I used to think I had God and faith all figured out–I knew what God liked and didn’t like. I knew what pleased Him and what didn’t. I knew what He would do and not do. I had all the answers–or, at least, most of them. As I study Hebrew, I see the awesome depth and beauty of Scripture, and there are many things that were confusing to me that I understand more. However, the more I learn about God and experienced life with Him, the more I realize that God is so much MORE than I ever imagined: more awesome, more incomprehensible, more immense, more surprising. I realize don’t have all the answers of how He ought, should, and will act–I can only sit back with my jaw opened in amazement. Before, He was safe. But now I realize, to quote the Beaver in C.S. Lewis’ The Lion, The Witch, and The Wardrobe, that though He is utterly GOOD, He is definitely not safe. He can’t be contained in my little “box” of expectations.
I have written several times before that I believe that the Christian life involves living between two opposite truths, between two opposite extremes. For example, we are to love the sinner AND hate the sin; Jesus is God AND man; God is sovereign AND we have free will; God chooses us AND we choose Him. Any time we hang on to one truth while excluding its opposite we fall into error.
I do not think that this living between opposite truths applies only to “theological” or “religious” truth, but applies to all of life. In fact, I believe that whatever we do, we ought to do all for the glory of God, which makes everything “set apart”–or sacred–to God. I think we need to have laughter and fun, but too much pleasure leads to irresponsibility and hedonism. Too little laughter leads to joylessness. We need to be generous, but not irresponsible. Not setting any boundaries for children leads to disrespect and destructive behaviors and too many boundaries leads to rebellion. And so on.
I believe that faith is not just theoretical, but it ought to also practical. I don’t think faith is just for ivory tower discussions, but is also–or, rather, most importantly–for the nitty-gritty reality of daily life. Truth needs to be LIVED, not just discussed. Truth needs to be applied, and it needs to transform me and my life.
Much of my spiritual walk is spent trying to figure out how to live centered between two opposites. It’s not easy. I think it would be easier to hold to one extreme or the other rather than remain balanced between.
I would like to be a person of truth and love, seeing and responding to people and situations in a godly way, but for quite some time I have been puzzling out what, exactly, that means. Here are some of the things I have been puzzling out.
We are supposed to be people who love even our enemies, but I don’t always know what love looks like. I think many people’s idea of love is that it is nice, it always does what the others what them to do. I’m not so sure that this is love. Sometimes I think love surrenders, submits, sacrifices, and is “nice,”but I also think it can be tough and even painful.
Perhaps it is easier to see what love is like in regards to children. I think most good parents make sacrifices for their children. I know there are times EJ or I would give up what we’d like for the benefit of our son. We’d even give up our lives to protect his.

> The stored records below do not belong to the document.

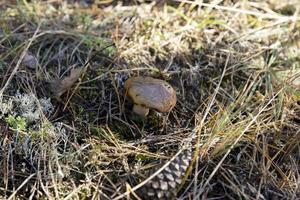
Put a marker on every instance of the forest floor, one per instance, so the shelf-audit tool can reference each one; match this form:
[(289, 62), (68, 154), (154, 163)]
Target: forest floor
[(66, 127)]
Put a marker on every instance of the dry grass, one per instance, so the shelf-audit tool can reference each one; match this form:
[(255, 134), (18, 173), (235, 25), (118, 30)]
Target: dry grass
[(234, 64)]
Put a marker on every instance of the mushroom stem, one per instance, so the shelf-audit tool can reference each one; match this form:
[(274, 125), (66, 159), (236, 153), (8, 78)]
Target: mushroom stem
[(140, 110)]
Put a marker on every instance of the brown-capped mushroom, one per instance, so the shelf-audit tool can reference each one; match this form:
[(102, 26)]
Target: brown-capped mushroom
[(150, 93)]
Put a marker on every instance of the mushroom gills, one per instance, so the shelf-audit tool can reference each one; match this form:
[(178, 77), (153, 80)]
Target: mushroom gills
[(140, 110)]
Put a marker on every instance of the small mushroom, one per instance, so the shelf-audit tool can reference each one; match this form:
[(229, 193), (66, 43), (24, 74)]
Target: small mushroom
[(150, 93)]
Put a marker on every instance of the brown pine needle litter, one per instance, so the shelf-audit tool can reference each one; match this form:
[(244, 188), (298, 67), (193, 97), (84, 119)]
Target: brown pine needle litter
[(67, 130)]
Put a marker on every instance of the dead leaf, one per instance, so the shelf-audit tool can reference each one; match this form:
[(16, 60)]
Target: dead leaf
[(30, 61), (60, 86)]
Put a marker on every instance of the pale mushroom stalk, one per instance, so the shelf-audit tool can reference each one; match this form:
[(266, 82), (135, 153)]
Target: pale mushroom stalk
[(140, 110)]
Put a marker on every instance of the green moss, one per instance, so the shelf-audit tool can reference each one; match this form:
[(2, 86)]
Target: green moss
[(17, 123)]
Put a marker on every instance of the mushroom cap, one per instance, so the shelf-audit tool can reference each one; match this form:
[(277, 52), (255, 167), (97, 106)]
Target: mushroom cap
[(151, 93)]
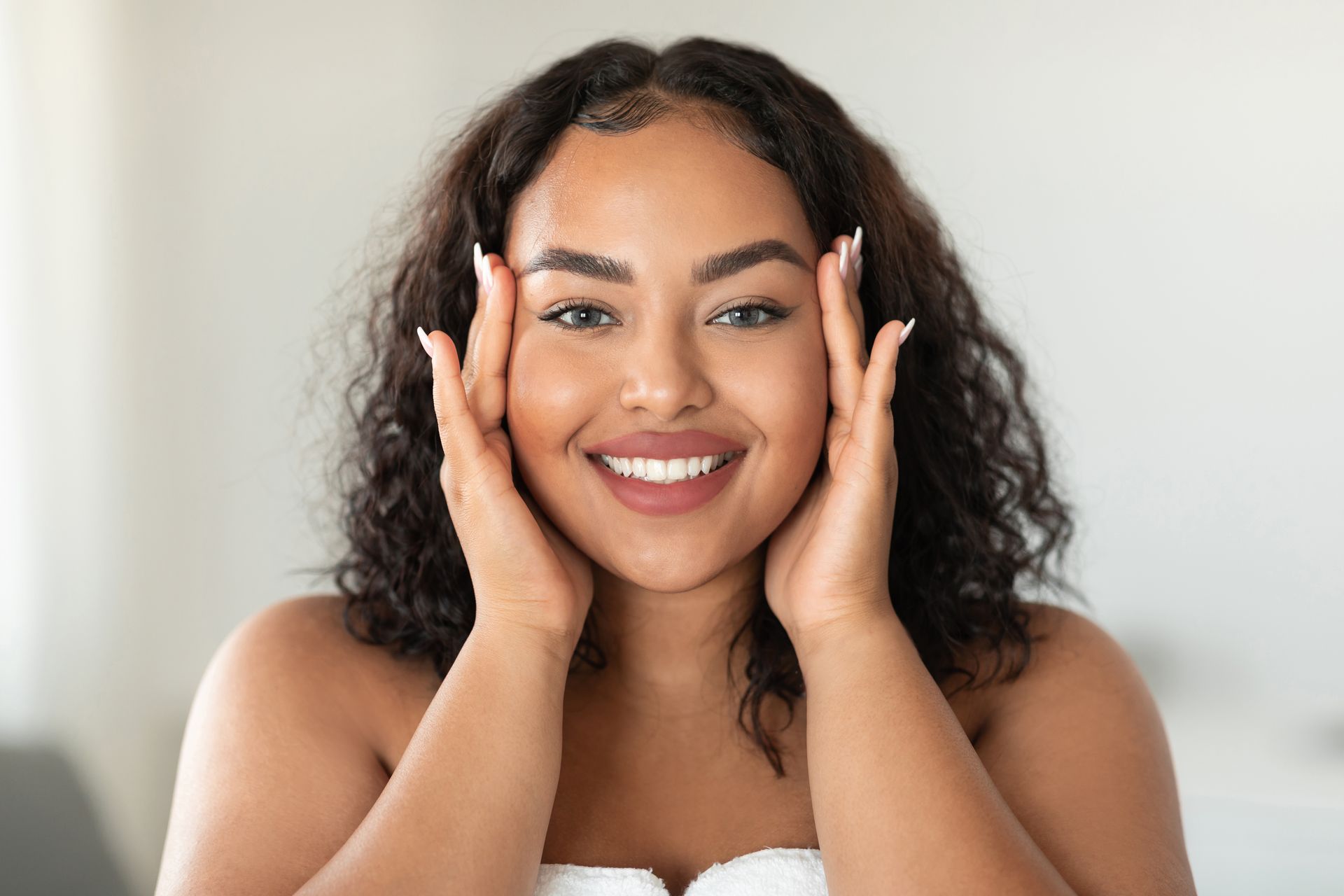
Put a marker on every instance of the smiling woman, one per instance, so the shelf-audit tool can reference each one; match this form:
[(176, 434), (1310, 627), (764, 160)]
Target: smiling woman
[(680, 479)]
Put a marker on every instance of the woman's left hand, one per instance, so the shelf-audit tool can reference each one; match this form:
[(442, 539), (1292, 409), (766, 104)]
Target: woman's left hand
[(828, 559)]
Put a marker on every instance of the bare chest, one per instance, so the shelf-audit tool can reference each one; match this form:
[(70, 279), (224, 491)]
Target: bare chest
[(671, 794)]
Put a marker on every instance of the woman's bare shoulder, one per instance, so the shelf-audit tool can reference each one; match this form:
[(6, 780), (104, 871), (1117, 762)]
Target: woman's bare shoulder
[(378, 688)]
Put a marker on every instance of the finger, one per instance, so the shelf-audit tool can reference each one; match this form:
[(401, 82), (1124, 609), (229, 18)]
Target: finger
[(873, 426), (477, 316), (487, 365), (457, 430), (846, 352)]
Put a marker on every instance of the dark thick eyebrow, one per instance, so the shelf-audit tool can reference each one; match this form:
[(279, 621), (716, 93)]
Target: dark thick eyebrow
[(616, 270)]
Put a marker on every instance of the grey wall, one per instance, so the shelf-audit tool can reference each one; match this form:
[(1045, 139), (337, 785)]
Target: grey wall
[(1148, 194)]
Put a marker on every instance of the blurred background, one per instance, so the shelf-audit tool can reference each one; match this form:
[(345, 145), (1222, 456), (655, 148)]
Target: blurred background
[(1149, 195)]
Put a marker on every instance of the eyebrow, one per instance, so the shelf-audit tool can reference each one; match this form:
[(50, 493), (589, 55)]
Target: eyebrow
[(710, 269)]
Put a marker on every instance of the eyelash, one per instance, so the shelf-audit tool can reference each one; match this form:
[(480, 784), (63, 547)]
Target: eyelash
[(776, 312)]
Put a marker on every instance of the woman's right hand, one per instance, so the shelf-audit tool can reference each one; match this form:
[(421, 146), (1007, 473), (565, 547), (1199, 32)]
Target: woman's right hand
[(526, 574)]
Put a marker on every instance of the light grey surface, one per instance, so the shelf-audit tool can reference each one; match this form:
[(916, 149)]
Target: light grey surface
[(1148, 194)]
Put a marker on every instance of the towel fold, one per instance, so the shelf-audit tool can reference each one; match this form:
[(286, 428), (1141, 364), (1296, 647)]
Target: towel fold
[(766, 872)]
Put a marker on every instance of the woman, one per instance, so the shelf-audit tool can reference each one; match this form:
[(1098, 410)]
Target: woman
[(668, 414)]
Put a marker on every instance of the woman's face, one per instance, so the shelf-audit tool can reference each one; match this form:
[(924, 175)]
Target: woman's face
[(664, 351)]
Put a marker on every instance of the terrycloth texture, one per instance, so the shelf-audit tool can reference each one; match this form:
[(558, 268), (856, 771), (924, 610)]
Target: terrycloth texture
[(766, 872)]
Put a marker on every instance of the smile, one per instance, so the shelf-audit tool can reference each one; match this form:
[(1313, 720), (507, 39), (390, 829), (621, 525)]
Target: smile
[(666, 470), (673, 488)]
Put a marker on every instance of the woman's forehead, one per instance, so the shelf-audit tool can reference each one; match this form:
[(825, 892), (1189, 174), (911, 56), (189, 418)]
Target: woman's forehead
[(668, 183)]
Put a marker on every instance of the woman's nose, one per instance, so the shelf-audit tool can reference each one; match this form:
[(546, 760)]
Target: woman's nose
[(664, 375)]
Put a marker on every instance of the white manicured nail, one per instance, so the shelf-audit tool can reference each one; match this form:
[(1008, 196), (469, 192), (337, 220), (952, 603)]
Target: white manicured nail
[(906, 332)]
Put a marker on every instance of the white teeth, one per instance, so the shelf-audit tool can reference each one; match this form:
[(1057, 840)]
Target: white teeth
[(666, 470)]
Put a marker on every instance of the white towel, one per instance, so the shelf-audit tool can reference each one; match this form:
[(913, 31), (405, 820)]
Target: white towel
[(766, 872)]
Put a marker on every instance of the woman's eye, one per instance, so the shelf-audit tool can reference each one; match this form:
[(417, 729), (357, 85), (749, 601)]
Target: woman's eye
[(748, 316), (752, 315), (580, 316)]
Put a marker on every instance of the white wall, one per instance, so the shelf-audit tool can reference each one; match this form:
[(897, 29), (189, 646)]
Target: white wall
[(1148, 194)]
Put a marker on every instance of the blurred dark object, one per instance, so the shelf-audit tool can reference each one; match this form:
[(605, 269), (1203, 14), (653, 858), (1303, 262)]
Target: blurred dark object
[(50, 839)]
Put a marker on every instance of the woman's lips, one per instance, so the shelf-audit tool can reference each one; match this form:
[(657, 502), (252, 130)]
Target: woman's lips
[(656, 498)]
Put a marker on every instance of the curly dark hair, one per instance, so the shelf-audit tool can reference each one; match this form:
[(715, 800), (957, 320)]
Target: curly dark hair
[(976, 508)]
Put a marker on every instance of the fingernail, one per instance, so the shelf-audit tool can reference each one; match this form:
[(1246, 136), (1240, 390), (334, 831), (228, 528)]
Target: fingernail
[(906, 332), (488, 274)]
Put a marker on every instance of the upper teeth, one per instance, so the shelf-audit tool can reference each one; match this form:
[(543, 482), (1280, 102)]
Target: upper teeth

However, there are also times when–out of love–we make him eat stuff he doesn’t want to eat, we make him go places he’d rather not go, and we make him do things (chores, school) that he’d rather not do, and we tell him things he’d rather not hear. When he complains or resists, we discipline him. This, also, is for his benefit. So love is not just a sacrificing our needs or wants for our son, it’s not just about giving him “pleasant” things. Llove is also tough and can be unpleasant.
I think that there is a time to stand firm in beliefs and convictions, no matter what it costs us. But there is also a time to let go of beliefs and convictions–when, for example, we discover that they are wrong. I think people tend to hold on to what they believe and refuse to ever acknowledge any evidence that they just might, possibly, be wrong. As Proverbs says, “Every man’s way is right in his own eyes.”
Ecclesiastes 3:7 says that there is a time to be silent and a time to speak. I’d rather be silent than speak up, I’d rather endure than confront. But I began to see that sometimes my silence enabled dysfunction, and I saw that there is a time to speak up, so last year I asked God to help me to “SPEAK the truth with love, no matter what it costs me. ” I believe God has been teaching me (and it has cost me), but I also have to be careful not to engage in Lashon Hara, which is a Hebrew word which means “Not speaking evil of someone, even if it’s true.” This seems simple, but I don’t think it’s simple–because, I’ve wondered, how can we confront people, help people, help them avoid wrong teachings or evil people if we can’t ever call any actions evil or wrong?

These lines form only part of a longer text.